I use Akismet to block comment spam, but it still annoys me that it even exists. Last night I put a simple IP ban into my httpd config. But who to block?
I used a grep & Perl to get a rough guess of which IPs were submitting the most comments (working on the assumption that one IP address submits many spam comments) It took me about 20 minutes to write this mess but it does what I wanted to do:
[root@lunix ~]# zgrep POST /var/log/httpd/evanhoffman-access_log-201008??.gz | grep comment | perl -ne 'chomp; $_ =~ m/(?:\d{1,3}\.){3}\d{1,3}/; print "$&\n";' | perl -e '%a = (); while (<>) { chomp; $a{$_} += 1; } while (my ($key, $value) = each (%a)) { if ($value > 1) { print "$value\t=>\t$key\n";}}'
2 => 218.6.9.140
180 => 91.201.66.34
2 => 213.5.67.41
2 => 188.187.102.74
[root@lunix ~]#
That’s pretty hard to read. Here’s a quick explanation of each piece:
zgrep POST /var/log/httpd/evanhoffman-access_log-201008??.gz
Use zgrep to search for the string “POST” in all of the gzipped Apache logs for August. Pipe the results (the matching lines) to the next part:
grep comment
grep for the string “comment”. This isn’t really scientific, but I feel safe in assuming that if “POST” and “comment” both appear in the HTTP request, it’s probably someone posting a comment. Pipe the matches to…
perl -ne ‘chomp; $_ =~ m/(?:\d{1,3}\.){3}\d{1,3}/; print “$&\n”;’
This is a perl one-liner that uses a regular expression to match an IP address in a given line and print it out. The original regex I used was \d+\.\d+\.\d+\.\d+
, this one was slightly fancier but did the same work in this case. It’s worth noting that this will only print out the first match in the given line, but since the requester’s IP (REMOTE_ADDR) is the first field in Combined Log Format, that’s fine this case.
The output (the IPs from which comment posts have been made) is piped to…
perl -e ‘%a = (); while (<>) { chomp; $a{$_} += 1; } while (my ($key, $value) = each (%a)) { if ($value > 1) { print “$value\t=>\t$key\n”;}}’
This is another perl one-liner.
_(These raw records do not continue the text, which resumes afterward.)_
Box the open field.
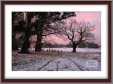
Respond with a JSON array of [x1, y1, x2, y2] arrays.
[[12, 48, 101, 71]]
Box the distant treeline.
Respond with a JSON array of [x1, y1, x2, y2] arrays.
[[43, 42, 100, 48]]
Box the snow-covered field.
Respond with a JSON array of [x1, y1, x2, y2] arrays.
[[42, 48, 101, 52], [12, 48, 101, 71]]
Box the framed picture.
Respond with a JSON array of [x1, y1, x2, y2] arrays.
[[1, 1, 111, 82]]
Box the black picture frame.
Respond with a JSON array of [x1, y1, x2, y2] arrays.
[[1, 1, 111, 82]]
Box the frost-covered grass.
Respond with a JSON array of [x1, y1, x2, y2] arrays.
[[12, 50, 101, 71]]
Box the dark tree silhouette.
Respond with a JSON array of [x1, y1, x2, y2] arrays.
[[12, 12, 75, 53], [54, 20, 94, 52]]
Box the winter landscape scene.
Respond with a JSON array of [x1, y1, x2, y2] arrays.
[[12, 11, 101, 71]]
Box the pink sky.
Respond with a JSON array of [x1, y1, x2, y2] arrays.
[[46, 12, 101, 44]]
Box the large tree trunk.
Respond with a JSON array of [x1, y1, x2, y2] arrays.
[[72, 42, 77, 53], [20, 12, 32, 53], [35, 34, 42, 52], [35, 12, 46, 52]]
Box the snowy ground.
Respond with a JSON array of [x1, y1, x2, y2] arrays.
[[12, 50, 101, 71]]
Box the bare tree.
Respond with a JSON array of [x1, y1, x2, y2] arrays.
[[12, 12, 76, 53], [54, 20, 94, 52]]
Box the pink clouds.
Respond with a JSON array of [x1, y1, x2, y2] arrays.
[[75, 12, 101, 44]]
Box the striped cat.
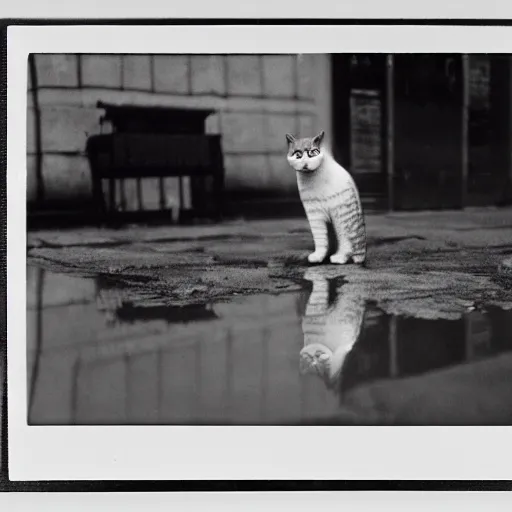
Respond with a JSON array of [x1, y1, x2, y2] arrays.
[[286, 132, 366, 264], [300, 268, 365, 388]]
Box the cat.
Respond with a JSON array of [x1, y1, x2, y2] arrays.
[[286, 131, 366, 265], [299, 267, 366, 388]]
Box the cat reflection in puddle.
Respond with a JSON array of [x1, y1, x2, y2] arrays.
[[300, 267, 366, 388]]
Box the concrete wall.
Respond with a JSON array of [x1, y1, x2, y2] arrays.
[[27, 54, 330, 209]]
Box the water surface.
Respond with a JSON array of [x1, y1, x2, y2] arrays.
[[27, 266, 512, 425]]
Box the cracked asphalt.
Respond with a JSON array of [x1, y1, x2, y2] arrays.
[[27, 208, 512, 319]]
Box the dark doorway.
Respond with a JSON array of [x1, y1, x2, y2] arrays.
[[331, 53, 387, 209], [394, 54, 464, 210]]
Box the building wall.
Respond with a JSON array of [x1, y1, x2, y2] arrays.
[[27, 54, 329, 209]]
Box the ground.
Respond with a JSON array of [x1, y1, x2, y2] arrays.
[[27, 208, 512, 319]]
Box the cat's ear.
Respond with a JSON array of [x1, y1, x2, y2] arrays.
[[313, 130, 325, 146]]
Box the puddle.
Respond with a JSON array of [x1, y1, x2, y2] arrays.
[[27, 267, 512, 425]]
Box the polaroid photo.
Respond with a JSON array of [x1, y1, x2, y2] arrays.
[[7, 21, 512, 481]]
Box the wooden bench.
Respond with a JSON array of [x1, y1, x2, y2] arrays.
[[86, 103, 224, 223]]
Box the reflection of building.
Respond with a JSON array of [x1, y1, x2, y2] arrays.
[[28, 54, 511, 222]]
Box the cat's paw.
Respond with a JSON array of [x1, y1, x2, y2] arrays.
[[308, 251, 327, 263], [329, 253, 350, 265]]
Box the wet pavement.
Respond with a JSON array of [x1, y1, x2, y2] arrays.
[[27, 266, 512, 425], [27, 208, 512, 425]]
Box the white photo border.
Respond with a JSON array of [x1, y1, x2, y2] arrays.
[[7, 25, 512, 481]]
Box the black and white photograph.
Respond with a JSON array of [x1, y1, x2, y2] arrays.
[[3, 20, 512, 480]]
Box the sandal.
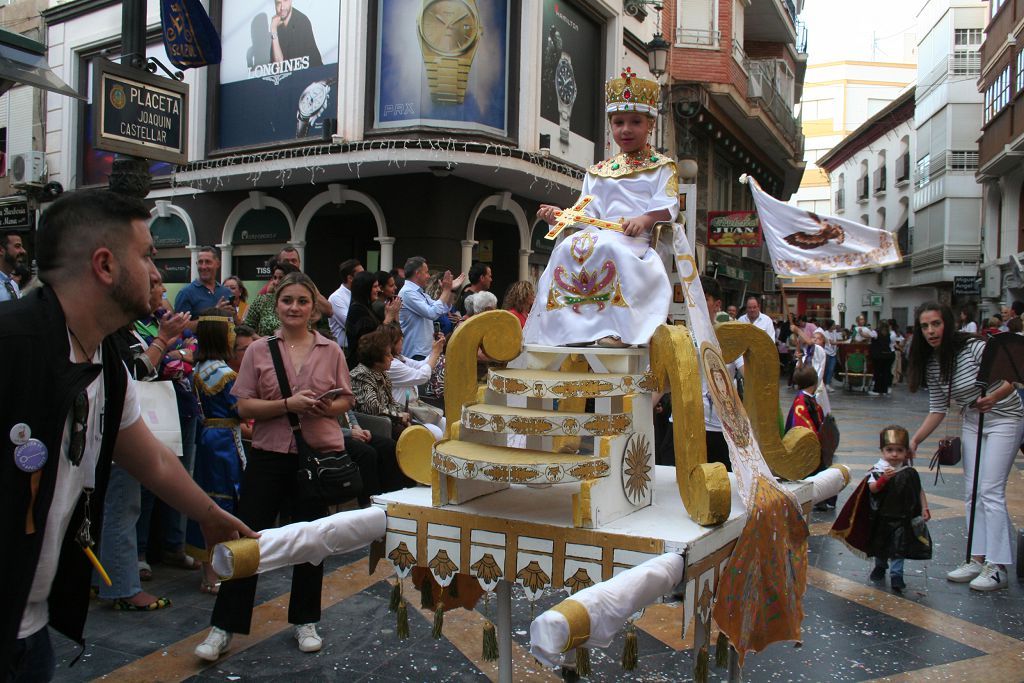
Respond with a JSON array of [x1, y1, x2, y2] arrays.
[[114, 598, 171, 612]]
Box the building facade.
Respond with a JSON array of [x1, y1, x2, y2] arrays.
[[977, 0, 1024, 313], [37, 0, 671, 305], [663, 0, 807, 314], [910, 0, 989, 311]]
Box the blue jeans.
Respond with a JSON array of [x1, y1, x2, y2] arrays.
[[93, 465, 142, 600], [874, 557, 903, 577], [6, 626, 57, 683], [136, 417, 192, 557]]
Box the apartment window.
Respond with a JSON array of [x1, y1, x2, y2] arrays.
[[953, 29, 981, 47], [985, 65, 1010, 123], [1017, 49, 1024, 95]]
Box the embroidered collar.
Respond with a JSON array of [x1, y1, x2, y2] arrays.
[[588, 144, 676, 178]]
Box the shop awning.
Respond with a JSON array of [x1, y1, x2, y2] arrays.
[[0, 29, 85, 99]]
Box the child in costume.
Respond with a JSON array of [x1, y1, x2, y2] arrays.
[[785, 366, 825, 434], [830, 425, 932, 591], [185, 309, 246, 595], [523, 68, 679, 346]]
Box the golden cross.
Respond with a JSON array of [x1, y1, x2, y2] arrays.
[[544, 195, 623, 240]]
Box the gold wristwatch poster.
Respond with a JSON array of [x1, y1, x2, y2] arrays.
[[540, 0, 605, 147], [216, 0, 340, 148], [374, 0, 510, 135]]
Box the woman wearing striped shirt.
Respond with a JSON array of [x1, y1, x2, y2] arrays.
[[907, 302, 1024, 591]]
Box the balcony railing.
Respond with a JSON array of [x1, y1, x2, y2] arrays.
[[873, 166, 886, 195], [947, 50, 981, 76], [676, 28, 722, 47], [744, 59, 800, 142], [857, 175, 869, 202], [896, 152, 910, 187]]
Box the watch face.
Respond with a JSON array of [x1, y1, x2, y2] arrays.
[[555, 59, 577, 102], [420, 0, 480, 57], [299, 81, 331, 118]]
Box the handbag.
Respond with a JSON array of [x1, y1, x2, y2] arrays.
[[928, 377, 963, 483], [267, 337, 362, 507]]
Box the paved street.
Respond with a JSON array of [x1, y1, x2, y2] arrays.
[[56, 385, 1024, 683]]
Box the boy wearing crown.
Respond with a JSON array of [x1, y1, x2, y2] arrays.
[[523, 68, 679, 346]]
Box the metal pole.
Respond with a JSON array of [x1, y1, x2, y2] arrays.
[[962, 397, 985, 562], [495, 581, 512, 683]]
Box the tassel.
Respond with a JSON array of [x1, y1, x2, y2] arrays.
[[395, 600, 409, 640], [622, 622, 640, 671], [693, 647, 711, 683], [387, 579, 401, 612], [420, 573, 434, 609], [483, 620, 498, 661], [577, 647, 590, 676], [430, 602, 444, 640], [715, 631, 729, 669]]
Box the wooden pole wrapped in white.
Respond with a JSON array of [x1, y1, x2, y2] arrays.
[[213, 507, 387, 580]]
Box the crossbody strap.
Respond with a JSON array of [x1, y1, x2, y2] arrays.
[[266, 337, 302, 442]]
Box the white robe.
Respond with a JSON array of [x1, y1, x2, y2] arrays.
[[523, 164, 679, 346]]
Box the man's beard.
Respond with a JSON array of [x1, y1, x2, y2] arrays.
[[111, 275, 153, 321]]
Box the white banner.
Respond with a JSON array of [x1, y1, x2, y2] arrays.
[[739, 174, 903, 276]]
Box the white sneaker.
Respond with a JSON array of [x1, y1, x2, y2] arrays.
[[195, 627, 231, 661], [946, 558, 984, 584], [971, 562, 1010, 591], [295, 624, 324, 652]]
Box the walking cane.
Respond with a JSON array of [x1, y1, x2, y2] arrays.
[[962, 333, 1024, 573]]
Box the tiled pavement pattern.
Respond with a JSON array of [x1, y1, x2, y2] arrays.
[[48, 386, 1024, 683]]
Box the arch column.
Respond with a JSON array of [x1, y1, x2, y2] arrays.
[[374, 238, 394, 270], [460, 240, 478, 272], [217, 243, 234, 282], [519, 249, 534, 280]]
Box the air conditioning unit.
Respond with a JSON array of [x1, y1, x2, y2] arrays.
[[7, 151, 46, 187]]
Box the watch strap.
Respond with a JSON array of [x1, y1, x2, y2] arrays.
[[426, 54, 472, 104]]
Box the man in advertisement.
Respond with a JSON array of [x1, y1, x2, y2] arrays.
[[270, 0, 324, 67]]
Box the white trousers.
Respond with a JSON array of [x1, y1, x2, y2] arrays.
[[961, 410, 1024, 564]]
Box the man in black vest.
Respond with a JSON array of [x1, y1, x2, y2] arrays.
[[0, 190, 255, 681]]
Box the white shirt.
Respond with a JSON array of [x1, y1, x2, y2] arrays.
[[17, 335, 142, 639], [327, 285, 352, 348], [739, 313, 775, 341]]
Basically, it maintains a hash of String=>count pairs, so each time it sees a string it increments a “counter” for that line. Then when it’s done receiving input (i.e. all the data has been processed) it prints out the contents of the hash for keys that have a value > 1 (i.e. IPs that have POSTed more than 1 comment).
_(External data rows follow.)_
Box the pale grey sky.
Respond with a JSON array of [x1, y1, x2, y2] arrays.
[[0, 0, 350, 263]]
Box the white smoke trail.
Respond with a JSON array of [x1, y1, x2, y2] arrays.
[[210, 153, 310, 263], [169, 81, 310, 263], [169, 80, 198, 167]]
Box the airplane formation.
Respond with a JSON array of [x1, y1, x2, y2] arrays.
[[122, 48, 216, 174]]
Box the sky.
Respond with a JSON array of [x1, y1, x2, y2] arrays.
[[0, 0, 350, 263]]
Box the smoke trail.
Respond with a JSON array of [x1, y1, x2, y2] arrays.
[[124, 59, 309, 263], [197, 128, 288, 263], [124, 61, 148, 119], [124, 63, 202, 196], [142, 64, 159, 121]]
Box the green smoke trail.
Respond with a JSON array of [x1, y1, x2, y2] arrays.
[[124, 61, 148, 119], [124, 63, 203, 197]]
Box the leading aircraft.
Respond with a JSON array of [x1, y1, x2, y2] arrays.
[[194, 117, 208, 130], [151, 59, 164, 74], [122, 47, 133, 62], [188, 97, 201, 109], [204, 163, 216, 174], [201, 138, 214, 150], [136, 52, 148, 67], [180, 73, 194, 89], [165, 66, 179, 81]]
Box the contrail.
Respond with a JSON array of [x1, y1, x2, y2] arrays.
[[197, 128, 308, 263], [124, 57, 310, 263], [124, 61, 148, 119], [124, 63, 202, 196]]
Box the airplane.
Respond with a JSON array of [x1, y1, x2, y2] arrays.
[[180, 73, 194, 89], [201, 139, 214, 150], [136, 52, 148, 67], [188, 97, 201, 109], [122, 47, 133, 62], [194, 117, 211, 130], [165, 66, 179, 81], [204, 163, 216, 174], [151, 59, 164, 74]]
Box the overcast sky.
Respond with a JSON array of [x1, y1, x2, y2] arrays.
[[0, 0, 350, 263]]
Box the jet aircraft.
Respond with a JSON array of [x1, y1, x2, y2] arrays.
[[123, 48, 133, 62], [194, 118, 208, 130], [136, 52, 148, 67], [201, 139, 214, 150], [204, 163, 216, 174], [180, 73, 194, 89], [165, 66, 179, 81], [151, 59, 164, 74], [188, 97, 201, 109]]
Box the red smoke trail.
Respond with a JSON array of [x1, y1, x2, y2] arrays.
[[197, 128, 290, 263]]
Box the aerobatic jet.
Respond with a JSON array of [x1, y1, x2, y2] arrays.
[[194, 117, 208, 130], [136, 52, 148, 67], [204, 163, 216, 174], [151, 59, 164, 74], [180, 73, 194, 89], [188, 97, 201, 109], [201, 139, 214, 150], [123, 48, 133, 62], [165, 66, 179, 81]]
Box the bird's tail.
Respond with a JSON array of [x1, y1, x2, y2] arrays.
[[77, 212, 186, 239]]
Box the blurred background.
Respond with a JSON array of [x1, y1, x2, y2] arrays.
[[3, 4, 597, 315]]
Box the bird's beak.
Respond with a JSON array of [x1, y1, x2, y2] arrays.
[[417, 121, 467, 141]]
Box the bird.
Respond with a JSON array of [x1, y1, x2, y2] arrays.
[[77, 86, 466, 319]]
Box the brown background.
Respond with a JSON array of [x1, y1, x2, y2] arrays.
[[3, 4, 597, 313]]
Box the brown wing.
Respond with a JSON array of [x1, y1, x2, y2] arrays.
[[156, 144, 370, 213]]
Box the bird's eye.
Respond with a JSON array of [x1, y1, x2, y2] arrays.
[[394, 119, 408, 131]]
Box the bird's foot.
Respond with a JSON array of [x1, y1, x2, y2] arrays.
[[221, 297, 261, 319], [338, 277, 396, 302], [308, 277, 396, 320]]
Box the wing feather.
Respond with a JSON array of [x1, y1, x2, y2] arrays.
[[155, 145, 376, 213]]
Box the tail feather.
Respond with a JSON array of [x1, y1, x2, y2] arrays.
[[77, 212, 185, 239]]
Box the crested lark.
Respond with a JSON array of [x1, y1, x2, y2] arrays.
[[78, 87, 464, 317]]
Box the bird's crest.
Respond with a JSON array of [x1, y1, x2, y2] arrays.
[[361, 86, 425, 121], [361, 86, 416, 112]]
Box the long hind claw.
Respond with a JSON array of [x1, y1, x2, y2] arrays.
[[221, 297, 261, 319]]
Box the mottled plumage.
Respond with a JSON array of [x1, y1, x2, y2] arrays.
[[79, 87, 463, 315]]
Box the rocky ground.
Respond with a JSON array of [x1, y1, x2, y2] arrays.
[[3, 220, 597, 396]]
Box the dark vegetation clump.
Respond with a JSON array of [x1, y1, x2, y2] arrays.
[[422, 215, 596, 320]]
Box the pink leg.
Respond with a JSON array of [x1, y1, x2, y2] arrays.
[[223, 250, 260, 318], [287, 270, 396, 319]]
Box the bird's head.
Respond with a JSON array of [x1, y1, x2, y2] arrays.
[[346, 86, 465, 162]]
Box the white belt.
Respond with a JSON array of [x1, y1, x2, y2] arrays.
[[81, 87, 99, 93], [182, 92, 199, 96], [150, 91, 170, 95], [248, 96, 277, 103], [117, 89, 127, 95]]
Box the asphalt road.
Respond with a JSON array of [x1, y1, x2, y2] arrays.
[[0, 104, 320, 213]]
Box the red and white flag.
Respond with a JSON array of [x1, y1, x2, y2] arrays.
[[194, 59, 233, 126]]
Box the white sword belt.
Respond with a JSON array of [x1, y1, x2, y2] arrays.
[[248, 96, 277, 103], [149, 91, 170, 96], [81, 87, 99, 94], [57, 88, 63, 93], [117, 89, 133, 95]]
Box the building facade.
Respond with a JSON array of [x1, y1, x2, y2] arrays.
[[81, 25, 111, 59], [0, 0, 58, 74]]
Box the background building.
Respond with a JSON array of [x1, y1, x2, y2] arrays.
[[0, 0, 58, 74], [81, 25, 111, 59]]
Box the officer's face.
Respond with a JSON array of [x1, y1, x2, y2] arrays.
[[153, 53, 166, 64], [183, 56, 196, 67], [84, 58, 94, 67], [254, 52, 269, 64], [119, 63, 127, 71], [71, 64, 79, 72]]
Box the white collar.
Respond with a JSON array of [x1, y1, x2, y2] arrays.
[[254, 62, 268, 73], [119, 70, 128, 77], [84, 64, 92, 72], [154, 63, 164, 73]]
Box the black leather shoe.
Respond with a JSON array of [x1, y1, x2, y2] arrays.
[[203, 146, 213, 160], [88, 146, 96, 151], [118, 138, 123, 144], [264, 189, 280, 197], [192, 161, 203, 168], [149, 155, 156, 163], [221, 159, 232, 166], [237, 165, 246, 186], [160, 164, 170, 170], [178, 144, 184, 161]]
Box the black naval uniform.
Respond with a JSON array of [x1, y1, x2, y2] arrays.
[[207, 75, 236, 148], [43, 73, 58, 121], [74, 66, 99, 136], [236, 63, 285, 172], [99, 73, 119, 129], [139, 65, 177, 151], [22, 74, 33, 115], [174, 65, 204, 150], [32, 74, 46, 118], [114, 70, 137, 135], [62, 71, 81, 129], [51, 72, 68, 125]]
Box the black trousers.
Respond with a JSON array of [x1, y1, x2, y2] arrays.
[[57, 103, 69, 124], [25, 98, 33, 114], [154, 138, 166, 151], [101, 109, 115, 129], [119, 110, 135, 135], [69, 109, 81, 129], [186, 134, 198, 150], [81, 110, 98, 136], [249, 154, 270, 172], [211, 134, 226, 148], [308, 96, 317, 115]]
The output shows pretty clearly where the spam is coming from:
2 => 218.6.9.140
180 => 91.201.66.34
2 => 213.5.67.41
2 => 188.187.102.74
180 submits from 91.201.66.34. Out of curiosity I looked up that IP in whois:
[root@lunix ~]# whois 91.201.66.34 [Querying whois.ripe.net] [whois.ripe.net] % This is the RIPE Database query service. % The objects are in RPSL format. % % The RIPE Database is subject to Terms and Conditions. % See http://www.ripe.net/db/support/db-terms-conditions.pdf % Note: This output has been filtered. % To receive output for a database update, use the "-B" flag. % Information related to '91.201.64.0 - 91.201.67.255' inetnum: 91.201.64.0 - 91.201.67.255 netname: Donekoserv descr: DonEkoService Ltd country: RU org: ORG-DS41-RIPE admin-c: MNV32-RIPE tech-c: MNV32-RIPE status: ASSIGNED PI mnt-by: RIPE-NCC-END-MNT mnt-by: MNT-DONECO mnt-by: MNT-DONECO mnt-lower: RIPE-NCC-END-MNT mnt-routes: MHOST-MNT mnt-routes: MNT-PIN mnt-domains: MHOST-MNT source: RIPE # Filtered organisation: ORG-DS41-RIPE org-name: DonEko Service org-type: OTHER address: novocherkassk, ul stremyannaya d.6 e-mail: admin@pinspb.ru mnt-ref: MNT-PIN mnt-by: MNT-PIN source: RIPE # Filtered person: Metluk Nikolay Valeryevich address: korp. 1a 40 Slavy ave., address: St.-Petersburg, Russia e-mail: nm@internet-spb.ru phone: +7 812 4483863 fax-no: +7 901 3149449 nic-hdl: MNV32-RIPE mnt-by: MNT-PIN source: RIPE # Filtered % Information related to '91.201.66.0/23AS21098' route: 91.201.66.0/23 descr: Route MHOST IDC origin: AS21098 mnt-by: MHOST-MNT source: RIPE # Filtered [root@lunix ~]#
Not much info other than the IP is based in Russia. Well, anyway, I IP blocked 91.0.0.0/8 (sorry, Russia), so if you’re in that subnet you’re probably seeing a 403 now.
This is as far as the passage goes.